Wednesday, August 06, 2014

Kalibo among the country’s most competitive municipalities



BY BOY RYAN B. ZABAL

Is your city and municipalities competitive enough vs Asean cities? What makes a city or municipality 
competitive? Is it the people, the natural resources or the government?

This year, 530 local government units were ranked in the latest Cities and Municipalities Competitiveness Index (CMCI) 2014 by the National Competitiveness Council (NCC).

NCC private sector co-chairman Guillermo Luz said the town of Kalibo is qualified as one of the most competitive municipalities in the country for the 2nd Regional Annual Competitiveness Summit.

On August 7, Kalibo mayor William Lachica and Kalibo vice mayor Madeline Regalado will receive the award from the National Competitiveness Council (NCC) at the Summit Hall C & D of the Philippine International Convention Center (PICC) in Metro Manila.

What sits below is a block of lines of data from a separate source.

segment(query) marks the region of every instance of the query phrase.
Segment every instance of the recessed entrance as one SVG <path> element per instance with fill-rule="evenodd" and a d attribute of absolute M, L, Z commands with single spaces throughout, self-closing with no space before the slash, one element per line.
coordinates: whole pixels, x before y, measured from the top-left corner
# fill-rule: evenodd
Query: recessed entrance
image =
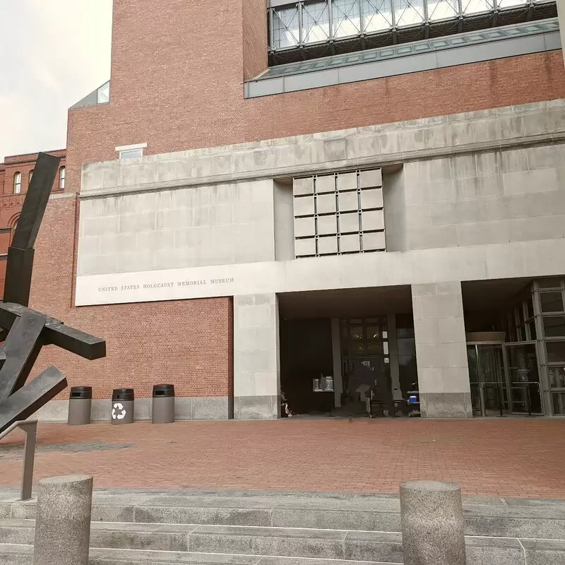
<path fill-rule="evenodd" d="M 565 280 L 462 289 L 475 415 L 565 415 Z"/>
<path fill-rule="evenodd" d="M 410 287 L 283 294 L 279 307 L 283 416 L 417 413 Z"/>

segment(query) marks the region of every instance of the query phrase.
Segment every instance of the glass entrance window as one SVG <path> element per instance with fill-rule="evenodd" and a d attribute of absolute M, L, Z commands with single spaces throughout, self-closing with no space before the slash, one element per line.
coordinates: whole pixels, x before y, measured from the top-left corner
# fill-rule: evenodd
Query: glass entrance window
<path fill-rule="evenodd" d="M 502 344 L 468 345 L 467 357 L 473 411 L 483 416 L 493 411 L 501 415 L 507 412 Z"/>
<path fill-rule="evenodd" d="M 510 390 L 510 408 L 518 414 L 542 414 L 541 387 L 535 343 L 504 346 Z"/>
<path fill-rule="evenodd" d="M 559 292 L 540 292 L 540 302 L 542 312 L 562 312 L 563 295 Z"/>
<path fill-rule="evenodd" d="M 552 403 L 553 404 L 553 413 L 556 416 L 565 416 L 565 391 L 563 392 L 552 392 Z"/>
<path fill-rule="evenodd" d="M 552 388 L 565 388 L 565 364 L 560 367 L 549 367 L 549 386 Z"/>
<path fill-rule="evenodd" d="M 565 341 L 546 341 L 545 350 L 548 363 L 565 362 Z"/>

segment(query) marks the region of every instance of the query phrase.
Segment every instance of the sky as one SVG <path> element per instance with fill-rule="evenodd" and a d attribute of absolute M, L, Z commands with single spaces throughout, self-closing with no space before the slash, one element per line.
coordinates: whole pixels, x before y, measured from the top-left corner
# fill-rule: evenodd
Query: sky
<path fill-rule="evenodd" d="M 0 163 L 66 146 L 67 110 L 110 78 L 112 0 L 0 0 Z"/>

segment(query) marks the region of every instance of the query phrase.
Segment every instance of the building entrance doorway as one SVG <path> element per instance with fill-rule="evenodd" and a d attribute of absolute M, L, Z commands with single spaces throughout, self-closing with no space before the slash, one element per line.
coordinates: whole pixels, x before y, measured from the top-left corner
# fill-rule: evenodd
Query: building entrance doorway
<path fill-rule="evenodd" d="M 467 357 L 476 415 L 543 413 L 535 342 L 468 343 Z"/>
<path fill-rule="evenodd" d="M 417 381 L 410 287 L 282 293 L 278 302 L 285 412 L 347 418 L 408 412 Z"/>
<path fill-rule="evenodd" d="M 343 399 L 350 411 L 393 415 L 387 316 L 342 319 Z"/>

Under the INVEST project of NCC and the United States Agency for International Development (USAID), the cities and municipalities are measured by standard indicators of their economic dynamism, infrastructure and government efficiency.

Based on the indicators, local governments can now benchmark their performance against each other and eventually against other cities in the ASEAN. 
 
Last year, Kalibo was ranked 45th nationwide among the municipalities in overall competitiveness and 109th in terms of economic dynamism. It ranked 31st in government efficiency and took the 15th spot in infrastructure. 

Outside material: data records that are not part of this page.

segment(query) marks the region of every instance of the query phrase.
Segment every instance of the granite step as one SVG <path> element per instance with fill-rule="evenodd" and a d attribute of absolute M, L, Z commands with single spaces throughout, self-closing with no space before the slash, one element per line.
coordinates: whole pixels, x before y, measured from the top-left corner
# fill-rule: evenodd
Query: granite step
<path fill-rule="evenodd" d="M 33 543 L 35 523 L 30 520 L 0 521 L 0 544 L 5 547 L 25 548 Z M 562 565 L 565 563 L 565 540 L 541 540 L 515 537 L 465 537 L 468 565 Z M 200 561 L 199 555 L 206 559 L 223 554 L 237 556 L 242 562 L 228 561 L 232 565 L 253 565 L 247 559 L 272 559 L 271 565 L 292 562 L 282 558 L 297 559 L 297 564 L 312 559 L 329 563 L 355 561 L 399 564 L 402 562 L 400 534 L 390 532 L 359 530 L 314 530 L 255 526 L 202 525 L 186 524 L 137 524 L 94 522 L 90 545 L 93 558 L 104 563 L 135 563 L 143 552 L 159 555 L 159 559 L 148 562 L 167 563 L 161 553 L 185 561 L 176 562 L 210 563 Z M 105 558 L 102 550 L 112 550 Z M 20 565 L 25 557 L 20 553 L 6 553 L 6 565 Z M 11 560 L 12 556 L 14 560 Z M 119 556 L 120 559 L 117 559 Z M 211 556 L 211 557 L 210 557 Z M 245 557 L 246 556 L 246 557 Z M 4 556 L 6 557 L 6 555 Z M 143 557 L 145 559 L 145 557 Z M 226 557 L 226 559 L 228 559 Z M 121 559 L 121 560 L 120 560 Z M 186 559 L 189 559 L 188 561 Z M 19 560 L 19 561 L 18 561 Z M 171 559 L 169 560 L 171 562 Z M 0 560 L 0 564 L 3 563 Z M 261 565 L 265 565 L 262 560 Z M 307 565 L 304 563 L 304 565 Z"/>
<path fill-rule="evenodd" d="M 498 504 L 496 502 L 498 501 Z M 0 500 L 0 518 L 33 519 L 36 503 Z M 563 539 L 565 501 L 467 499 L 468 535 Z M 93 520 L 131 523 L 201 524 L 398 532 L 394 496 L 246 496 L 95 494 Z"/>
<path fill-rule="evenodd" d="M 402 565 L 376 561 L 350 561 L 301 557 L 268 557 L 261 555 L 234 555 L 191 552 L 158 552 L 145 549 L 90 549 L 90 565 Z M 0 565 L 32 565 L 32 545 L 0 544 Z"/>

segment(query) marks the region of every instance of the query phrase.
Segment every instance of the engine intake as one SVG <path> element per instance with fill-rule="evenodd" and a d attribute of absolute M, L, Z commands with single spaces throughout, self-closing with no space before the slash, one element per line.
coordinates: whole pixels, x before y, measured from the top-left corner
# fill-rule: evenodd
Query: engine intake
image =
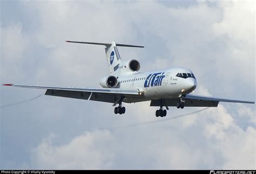
<path fill-rule="evenodd" d="M 103 88 L 114 88 L 117 86 L 118 81 L 116 77 L 110 75 L 103 78 L 100 84 Z"/>
<path fill-rule="evenodd" d="M 131 60 L 129 61 L 129 68 L 133 71 L 138 71 L 140 68 L 139 61 L 137 60 Z"/>

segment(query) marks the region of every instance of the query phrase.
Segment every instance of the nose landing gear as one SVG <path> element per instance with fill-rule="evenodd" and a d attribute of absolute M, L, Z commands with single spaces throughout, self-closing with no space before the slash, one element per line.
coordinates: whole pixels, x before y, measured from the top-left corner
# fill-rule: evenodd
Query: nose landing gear
<path fill-rule="evenodd" d="M 185 106 L 185 101 L 183 100 L 184 96 L 182 96 L 179 100 L 179 101 L 177 103 L 177 107 L 178 109 L 181 108 L 183 109 Z"/>
<path fill-rule="evenodd" d="M 159 110 L 156 111 L 156 116 L 159 117 L 159 116 L 161 117 L 166 116 L 167 114 L 166 110 L 163 109 L 163 107 L 160 108 Z"/>
<path fill-rule="evenodd" d="M 163 106 L 165 105 L 166 107 L 166 109 L 169 110 L 167 105 L 166 105 L 164 99 L 161 99 L 159 100 L 160 103 L 160 109 L 156 111 L 156 116 L 158 117 L 159 116 L 161 117 L 166 116 L 167 112 L 166 110 L 164 109 Z"/>

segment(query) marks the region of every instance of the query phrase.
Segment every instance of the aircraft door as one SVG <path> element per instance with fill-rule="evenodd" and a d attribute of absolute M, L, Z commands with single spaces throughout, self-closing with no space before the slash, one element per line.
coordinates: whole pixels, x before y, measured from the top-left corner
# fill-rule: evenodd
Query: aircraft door
<path fill-rule="evenodd" d="M 133 80 L 132 80 L 132 85 L 134 85 L 134 84 L 135 79 L 136 79 L 136 78 L 134 78 L 133 79 Z"/>
<path fill-rule="evenodd" d="M 165 85 L 168 84 L 168 81 L 169 80 L 169 76 L 170 76 L 170 73 L 168 73 L 166 74 L 166 75 L 165 75 Z"/>

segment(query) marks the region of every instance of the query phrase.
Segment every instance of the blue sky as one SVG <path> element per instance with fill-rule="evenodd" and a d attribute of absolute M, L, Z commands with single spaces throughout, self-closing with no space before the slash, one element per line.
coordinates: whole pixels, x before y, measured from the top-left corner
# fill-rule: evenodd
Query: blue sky
<path fill-rule="evenodd" d="M 99 87 L 104 47 L 66 40 L 144 45 L 119 48 L 142 71 L 185 67 L 195 94 L 255 101 L 254 1 L 1 2 L 1 83 Z M 1 106 L 44 91 L 1 87 Z M 1 108 L 1 169 L 255 169 L 255 105 L 220 103 L 159 119 L 149 102 L 109 103 L 43 95 Z M 166 117 L 200 108 L 172 108 Z"/>

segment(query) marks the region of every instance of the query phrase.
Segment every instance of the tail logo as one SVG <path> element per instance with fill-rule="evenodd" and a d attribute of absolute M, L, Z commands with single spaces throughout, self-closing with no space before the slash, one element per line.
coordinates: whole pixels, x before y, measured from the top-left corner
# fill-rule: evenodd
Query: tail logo
<path fill-rule="evenodd" d="M 111 52 L 111 54 L 110 54 L 110 65 L 112 65 L 112 64 L 113 64 L 113 61 L 114 61 L 114 52 L 112 51 Z"/>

Luz said “top-ranking cities and municipalities will be recognized to encourage the Regional Competitiveness Committees to continue tracking competitiveness indicators to improve their performance.“

How they are ranked?
Economic dynamism of a city/municipality is measured by indicators on growth of annual business registration (number of new and renewed registrations), capital growth of newly registered, number of banks and financial institutions, local productivity and growths on gross sales of registered firms, the number of jobs in the locality, occupancy permits approved and local inflation rate.
 
The chosen indicators for Infrastructure are the distance from city / poblacion to major ports, number of accredited Department of Tourism hotel rooms, number of public and private health facilities and clinics, number of private and public secondary schools and classrooms, availability of electricity and water services, number of internet and cable providers, annual investments in infrastructure by LGU, number of automated teller machines and number of public transportation vehicles.

Government efficiency indicators refers to existing road network, capacity of schools and health service, security, presence of Investment Promotion Unit, business registration efficiency and ratio of LGU collected tax to total LGU revenues.

What is NCC?
NCC, created by virtue of Presidential Executive Order No. 571 in 2006 and amended by E.O. No. 44, is a private-public sector collaboration tasked to build up the long-term competitiveness of the Philippines through policy reforms, project implementation, institution-building, performance monitoring and goal-setting.

In 2013, the competitiveness index on local government units ranked the 122 cities and 163 municipalities across the country which was intended to guide policymakers in designing reforms, to create jobs and to help businessmen in making investment decisions.